POSSO PREVEDERE LA GRAVITA’ DEI SINTOMI DI MIA FIGLIA DALLA MUTAZIONE RISCONTRATA?
E’ oggi ben chiaro che una variabile capace di influenzare la gravità dei sintomi è l’inattivazione del cromosoma X. Come già detto, le femmine hanno due copie del cromosoma sessuale X, mentre i maschi ne hanno una sola. Dal momento che il sesso femminile non potrebbe sopravvivere se avesse entrambi i cromosomi X attivi, ogni cellula femminile “risolve” il problema rendendo inattivo uno dei due cromosomi sessuali.
Nella maggior parte dei casi questa inattivazione è del tutto casuale e quindi porta ad avere all’incirca il 50% delle cellule con un cromosoma X attivo e l’altro 50% con l’altro. Per ragioni ancora del tutto ignote a volte succede però che un individuo di sesso femminile favorisce l’inattivazione di uno solo dei due cromosomi sessuali arrivando anche ad avere più del 90% di cellule con uno dei due cromosomi X inattivo.
Se una bambina con la Sindrome di Rett favorisce l’inattivazione del cromosoma X con il gene MECP2 mutato, ci dobbiamo aspettare che un numero inferiore al 50% delle cellule abbia la proteina malfunzionante e, di conseguenza, i suoi sintomi dovrebbero essere meno severi. Al contrario, se viene per lo più inattivato il cromosoma X con la copia del gene MECP2 non alterata, ci aspettiamo un quadro clinico più severo. Benché sia possibile analizzare il pattern di inattivazione del cromosoma X nelle cellule del sangue della tua bambina, questa analisi non sembra essere particolarmente utile. Infatti, è oggi chiaro che la Sindrome di Rett è causata dalla mancanza di un MeCP2 perfettamente funzionante nelle cellule del cervello e le modalità d’inattivazione del cromosoma X possono variare da tessuto a tessuto e, quindi, dalle cellule del cervello a quelle del sangue.
A parte il problema dell’inattivazione dell’X, sono stati fatti molti studi nel tentativo di trovare una correlazione tra il tipo di mutazione e la gravità dei sintomi (correlazione genotipo-fenotipo). Benché i risultati non siano ancora del tutto convincenti in generale si può ipotizzare che:
  • La mutazione R133C provochi effetti piuttosto lievi;
  • Le mutazioni missenso provochino sintomi meno gravi di quelli che portano alla mancanza della proteina o alla produzione di una proteina molto più piccola;
  • In caso di mutazioni che interrompano la normale sequenza di MeCP2 tanto prima questa verrà interrotta tanto più grave sarà la patologia;
  • I difetti respiratori siano associati a mutazioni che interrompono la proteina, mentre la scoliosi alle mutazioni missenso.

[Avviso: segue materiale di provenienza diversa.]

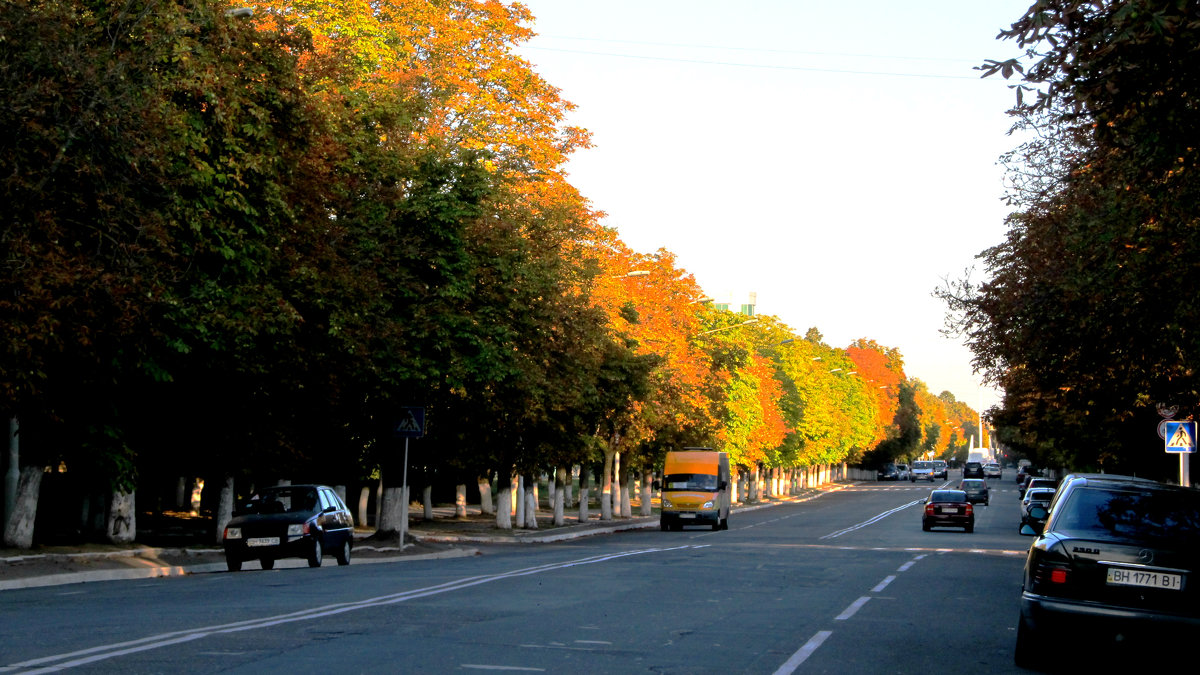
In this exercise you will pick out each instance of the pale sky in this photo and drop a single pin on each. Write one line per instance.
(839, 160)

E’ comunque importante che teniate a mente che queste conclusioni sono state tratte analizzando un largo numero di pazienti, mentre rimane ancora difficile prevedere la gravità di un singolo caso semplicemente in base alla mutazione ritrovata. Inoltre non abbiamo ancora conoscenza di quali altri fattori tra i quali anche quelli ambientali possano incidere sull’effetto esercitato da una specifica mutazione.

DA DOVE ORIGINA LA MUTAZIONE RISCONTRATA NELLA MIA FIGLIA?
La maggior parte delle mutazioni responsabili dell’insorgenza della Sindrome di Rett sono sporadiche, vale a dire che non sono di origine famigliare ma insorgono casualmente generalmente negli spermatozoi. Questo significa che nella maggior parte dei casi quando i genitori vengono analizzati per la presenza di mutazioni nel gene MECP2 non viene ritrovata alcuna mutazione, neppure nelle cellule del padre. Infatti, la mutazione era presente solo nello spermatozoo che, fecondando la cellula uovo, ha portato allo sviluppo e la nascita di vostra figlia.

In alcuni rarissimi casi due o più membri della stessa famiglia sono risultati positivi per mutazioni in MECP2. Questi casi si verificano quando:

  • la madre è effettivamente portatrice in tutte le sue cellule di una mutazione nel gene MECP2 ma non presenta i classici sintomi associati a questa alterazione genetica perché casualmente le sue cellule hanno prevalentemente inattivato il cromosoma X “mutato”;
  • la madre porta la mutazione in MECP2 solo nelle sue cellule uova. In questo caso, poiché nel cervello vi è una proteina MeCP2 del tutto normale la madre non presenta nessun sintomo ma ha una probabilità del 50% di passare la mutazione ai suoi figli. In questo caso si parla di mosaicismo della linea germinale.